Book of Abstracts: Albany 2011
June 14-18 2011
©Adenine Press (2010)
A Kinetic Code for SRY-Dependent Transcriptional Activation Based on DNA Intercalation
The HMG (High-Mobility-Group) box defines a superfamily of DNA-bending proteins remarkable for partial DNA intercalation by “cantilever” side chains. Here, we describe the role of the cantilever residue of SRY, the human male-determining factor encoded by the Y chromosome. Mutations at this and related sites abutting the sharp DNA bend cause gonadal dysgenesis leading to chromosome sex reversal.
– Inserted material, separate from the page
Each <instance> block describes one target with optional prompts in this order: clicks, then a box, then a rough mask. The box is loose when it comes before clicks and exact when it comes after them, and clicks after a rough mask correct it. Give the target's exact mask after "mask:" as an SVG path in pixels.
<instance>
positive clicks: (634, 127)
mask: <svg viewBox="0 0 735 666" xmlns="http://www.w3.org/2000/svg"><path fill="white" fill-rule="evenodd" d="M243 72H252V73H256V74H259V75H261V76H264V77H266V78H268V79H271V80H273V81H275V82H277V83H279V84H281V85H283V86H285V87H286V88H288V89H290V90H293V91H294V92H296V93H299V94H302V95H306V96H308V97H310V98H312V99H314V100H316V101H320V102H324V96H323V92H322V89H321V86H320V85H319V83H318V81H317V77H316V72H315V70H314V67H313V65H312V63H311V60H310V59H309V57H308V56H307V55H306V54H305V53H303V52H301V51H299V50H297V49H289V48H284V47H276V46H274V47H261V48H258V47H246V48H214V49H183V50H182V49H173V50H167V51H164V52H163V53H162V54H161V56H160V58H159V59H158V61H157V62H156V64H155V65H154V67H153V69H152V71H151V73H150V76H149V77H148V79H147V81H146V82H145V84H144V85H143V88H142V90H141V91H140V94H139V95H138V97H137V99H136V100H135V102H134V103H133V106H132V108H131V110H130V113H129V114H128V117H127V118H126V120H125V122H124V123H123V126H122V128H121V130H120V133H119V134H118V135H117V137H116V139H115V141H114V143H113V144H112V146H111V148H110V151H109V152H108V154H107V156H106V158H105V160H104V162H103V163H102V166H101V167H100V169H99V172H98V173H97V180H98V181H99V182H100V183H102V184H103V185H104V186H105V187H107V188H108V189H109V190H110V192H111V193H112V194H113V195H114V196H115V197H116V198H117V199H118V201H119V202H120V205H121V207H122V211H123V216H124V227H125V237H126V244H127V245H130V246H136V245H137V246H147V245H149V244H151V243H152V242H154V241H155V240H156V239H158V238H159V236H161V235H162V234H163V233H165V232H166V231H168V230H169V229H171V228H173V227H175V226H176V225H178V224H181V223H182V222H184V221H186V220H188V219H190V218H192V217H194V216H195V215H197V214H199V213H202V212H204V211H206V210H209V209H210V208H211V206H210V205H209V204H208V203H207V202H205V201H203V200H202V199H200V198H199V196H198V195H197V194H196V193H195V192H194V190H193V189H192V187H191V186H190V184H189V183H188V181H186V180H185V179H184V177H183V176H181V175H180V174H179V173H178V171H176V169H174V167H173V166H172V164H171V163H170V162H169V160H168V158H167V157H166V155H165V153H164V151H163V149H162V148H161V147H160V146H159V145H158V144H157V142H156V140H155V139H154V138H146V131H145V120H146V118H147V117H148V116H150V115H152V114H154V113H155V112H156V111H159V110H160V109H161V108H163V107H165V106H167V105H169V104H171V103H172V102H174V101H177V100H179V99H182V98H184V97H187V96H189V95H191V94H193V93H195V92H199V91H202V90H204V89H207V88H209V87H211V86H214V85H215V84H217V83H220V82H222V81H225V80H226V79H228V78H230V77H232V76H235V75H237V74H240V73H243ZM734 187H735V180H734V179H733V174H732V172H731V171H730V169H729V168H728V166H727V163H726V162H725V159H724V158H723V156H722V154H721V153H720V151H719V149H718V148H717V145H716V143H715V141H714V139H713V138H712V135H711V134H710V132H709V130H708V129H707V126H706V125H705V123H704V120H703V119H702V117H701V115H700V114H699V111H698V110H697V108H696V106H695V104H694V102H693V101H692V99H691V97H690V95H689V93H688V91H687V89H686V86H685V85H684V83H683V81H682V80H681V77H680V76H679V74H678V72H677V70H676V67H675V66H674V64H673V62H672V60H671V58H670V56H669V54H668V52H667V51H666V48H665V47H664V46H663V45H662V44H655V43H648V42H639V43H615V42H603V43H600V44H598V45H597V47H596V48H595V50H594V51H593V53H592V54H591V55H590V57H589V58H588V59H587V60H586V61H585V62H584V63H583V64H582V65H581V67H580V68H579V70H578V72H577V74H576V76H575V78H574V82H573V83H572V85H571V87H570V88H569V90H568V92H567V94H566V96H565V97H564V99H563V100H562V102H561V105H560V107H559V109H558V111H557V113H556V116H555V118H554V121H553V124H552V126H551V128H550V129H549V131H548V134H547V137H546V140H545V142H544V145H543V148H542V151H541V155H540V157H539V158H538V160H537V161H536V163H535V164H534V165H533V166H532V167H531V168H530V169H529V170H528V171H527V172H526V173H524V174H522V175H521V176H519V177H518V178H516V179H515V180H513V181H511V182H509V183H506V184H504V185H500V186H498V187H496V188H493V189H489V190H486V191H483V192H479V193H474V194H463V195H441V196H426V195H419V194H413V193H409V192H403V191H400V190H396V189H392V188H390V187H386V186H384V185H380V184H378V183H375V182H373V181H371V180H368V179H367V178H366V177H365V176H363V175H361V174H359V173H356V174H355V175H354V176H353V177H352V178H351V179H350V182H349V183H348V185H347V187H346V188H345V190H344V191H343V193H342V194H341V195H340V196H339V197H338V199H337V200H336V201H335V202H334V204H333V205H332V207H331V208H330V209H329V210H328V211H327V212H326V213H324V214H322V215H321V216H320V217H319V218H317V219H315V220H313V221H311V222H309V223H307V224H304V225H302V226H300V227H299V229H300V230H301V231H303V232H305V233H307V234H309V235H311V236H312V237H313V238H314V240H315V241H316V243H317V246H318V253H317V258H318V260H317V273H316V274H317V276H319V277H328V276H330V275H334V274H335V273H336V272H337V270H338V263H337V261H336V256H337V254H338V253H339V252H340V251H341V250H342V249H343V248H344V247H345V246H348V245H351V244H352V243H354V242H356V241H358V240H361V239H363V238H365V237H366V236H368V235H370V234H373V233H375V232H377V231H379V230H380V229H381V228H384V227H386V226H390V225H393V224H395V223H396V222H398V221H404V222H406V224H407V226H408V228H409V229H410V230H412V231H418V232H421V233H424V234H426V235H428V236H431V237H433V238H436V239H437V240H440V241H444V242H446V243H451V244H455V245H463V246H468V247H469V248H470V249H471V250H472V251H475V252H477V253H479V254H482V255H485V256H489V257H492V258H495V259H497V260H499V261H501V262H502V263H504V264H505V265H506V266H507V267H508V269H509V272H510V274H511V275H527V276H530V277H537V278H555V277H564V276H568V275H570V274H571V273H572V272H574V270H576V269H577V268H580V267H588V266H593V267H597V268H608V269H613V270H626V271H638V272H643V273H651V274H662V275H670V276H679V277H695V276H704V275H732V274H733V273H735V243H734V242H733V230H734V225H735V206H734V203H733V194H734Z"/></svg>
A yeast-one-hybrid model was designed to enable rapid and efficient screening of mutational libraries in relation to the database of clinical substitutions and evolutionary relationships among HMG boxes. Our results demonstrate (a) that the only allowed cantilevers are those observed among mammalian SRY and related SOX sequences (Ile, Met, Leu, and Phe); (b) that mutations associated with de novo sex reversal in vivo markedly impair DNA binding; and (c) that variant cantilevers are associated with a range of kinetic on- and off-rates. To correlate the biophysical properties of the bent protein-DNA complex with gene-regulatory activity, a transfection assay was developed in an immortalized rodent embryogenic cell line derived from the differentiating gonadal ridge at the time of onset of SRY expression. A biological read-out was provided by real-time quantitative PCR analysis of the endogenous Sox9 gene, a key downstream target of SRY in the male transcriptional program. Remarkably, transcriptional potency was observed to correlate with the kinetic life time of the bent DNA complex and not its thermodynamic stability. Whereas a variant Val cantilever (too short to fully insert within the DNA double helix) suffices in vitro to direct formation of a well-organized but short-lived SRY-DNA complex of near-native DNA bend angle, no gene activation was observed in the rodent cell culture model. We propose that the active cantilever side chains act as a kinetic anchor to provide a long-lived DNA bend, in turn enabling formation of a functional male-specific transcriptional pre-initiation complex.